A researcher has released 10 million usernames and passwords collected from data breaches over the last decade, a step he worries could be a legally murky but one that will help security research.
The data comes from major data breaches at companies including Adobe Systems and Stratfor, all of which have already been publicly released and can be found through Web searches, said Mark Burnett, a Utah-based security consultant who has written several networking and security books.
Most of the passwords are likely invalid, and he has scrubbed other information such as domain names to make it unusable for hackers, Burnett said. Still, usernames or passwords found on the list that are still used should be changed.
The security concern around such a release is "something I didn't take lightly," Burnett said in a phone interview. "I don't want to put users at risk."
Burnett, who has studied password security for 15 years, said the data came from public sources.

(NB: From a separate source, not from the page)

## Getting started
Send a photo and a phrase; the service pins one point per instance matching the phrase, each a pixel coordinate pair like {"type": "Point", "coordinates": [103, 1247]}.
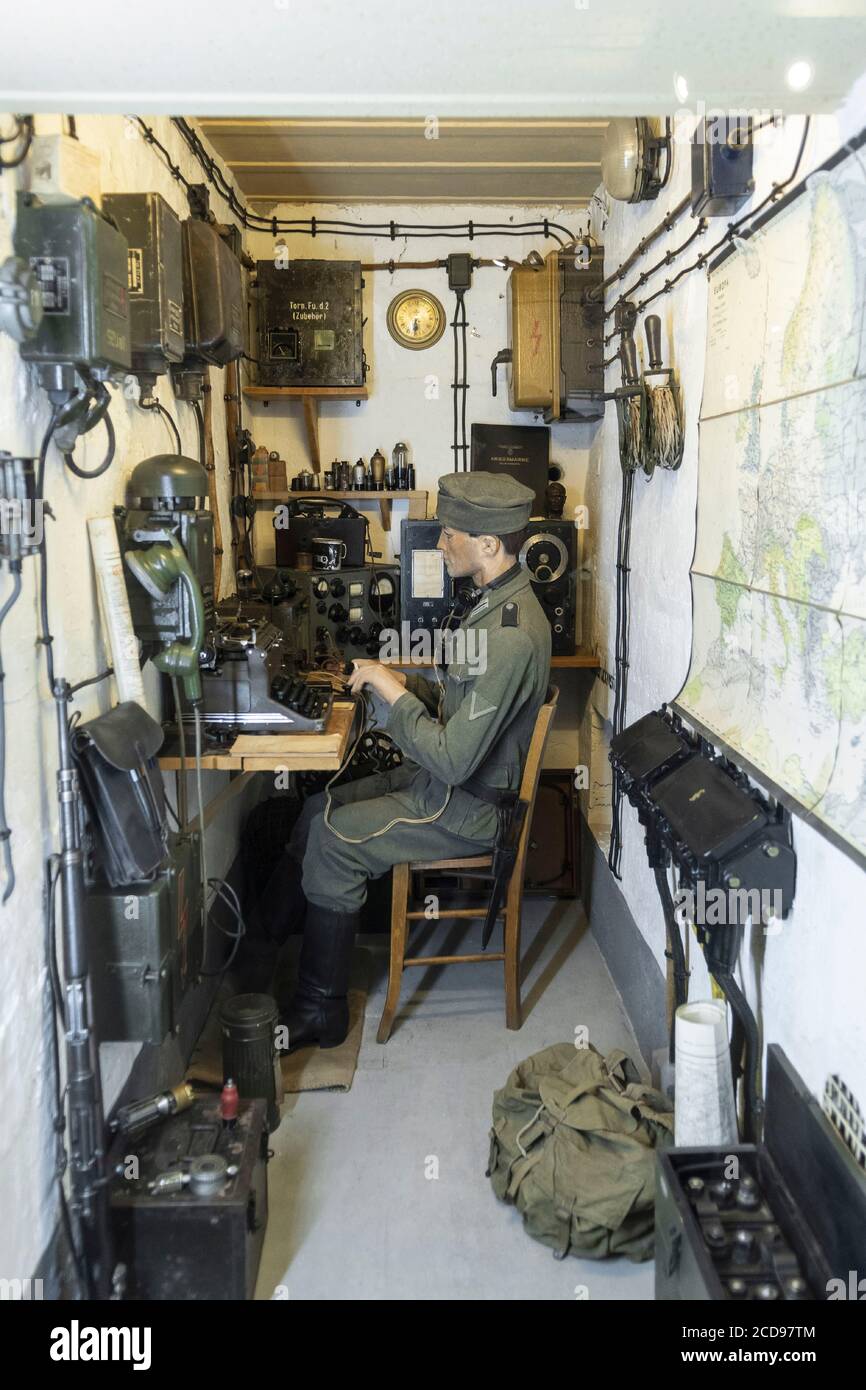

He's also been collecting leaked data using scripts that scrape forums, IRC, Usenet groups, Pastebin, torrent releases and other sources.
"This data is extremely valuable for academic and research purposes and for furthering authentication security," Burnett wrote in a blog post.
He devotes a large portion of his blog post discussing points of U.S. law that might apply to such a release, and why it is likely not a violation. Burnett said the release is not "technically illegal," but that doesn't mean law enforcement couldn't use it as a pretext for some other line of questioning.
Burnett compiled the data, cleaning it up and removing duplicate credentials. The result is a .txt file with the credentials, which is already being studied by those with an interest in it, he said.
The top 100 passwords used by people haven't really changed over the years, with the same weak ones appearing.
But that's not the only problem. With an overwhelming number of websites requiring registration, many people continue to reuse the same credentials over and over again, putting them at risk if a website has a data breach. Hackers often try to see if the credentials will work on other sites.